A posição do sindicato foi manifestada nesta quinta-feira, 11, durante visita do presidente da entidade, Felipe Jaime, ao procurador de Justiça Marco Antônio Alves Bezerra, no Ministério Público Estadual (MPE).

Na ocasião, Felipe Jaime assinou declaração em que considera a PEC um atentado ao regime democrático, à cidadania e ao Estado de Direito e que tal iniciativa coloca o Brasil na contramão dos países mais desenvolvidos, em que o Ministério Público participa diretamente da investigação criminal, apoiado por diversos órgãos também detentores de poder investigativo.

Nesse sentido, o Sinpef -TO reforça ser a favor de investigações realizadas por meio de forças-tarefas, que integrem as polícias e outros órgãos.

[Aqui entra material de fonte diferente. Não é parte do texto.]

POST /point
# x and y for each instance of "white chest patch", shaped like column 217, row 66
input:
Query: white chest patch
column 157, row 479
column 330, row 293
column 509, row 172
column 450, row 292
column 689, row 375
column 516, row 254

A declaração do sindicato também ressalta que muitos daqueles que possuem o poder de aprovar a PEC são alvo dos órgãos e entidades que perderão o poder de investigação, em caso de aprovação da proposta.

O procurador de Justiça Marco Antônio Alves Bezerra ressaltou a representatividade do apoio dos policiais federais. “Isso nos mostra que o interesse em aprovar a PEC não é da Polícia Federal como um todo, mas de alguns setores, sobretudo de alguns delegados de polícia, interessados em controlar politicamente todo o sistema criminal. Controle esse que atinge os próprios policiais federais, que se submetem a um rígido e duro controle hierárquico, típico das normas de conduta vigentes na época da ditadura militar”, avaliou o procurador.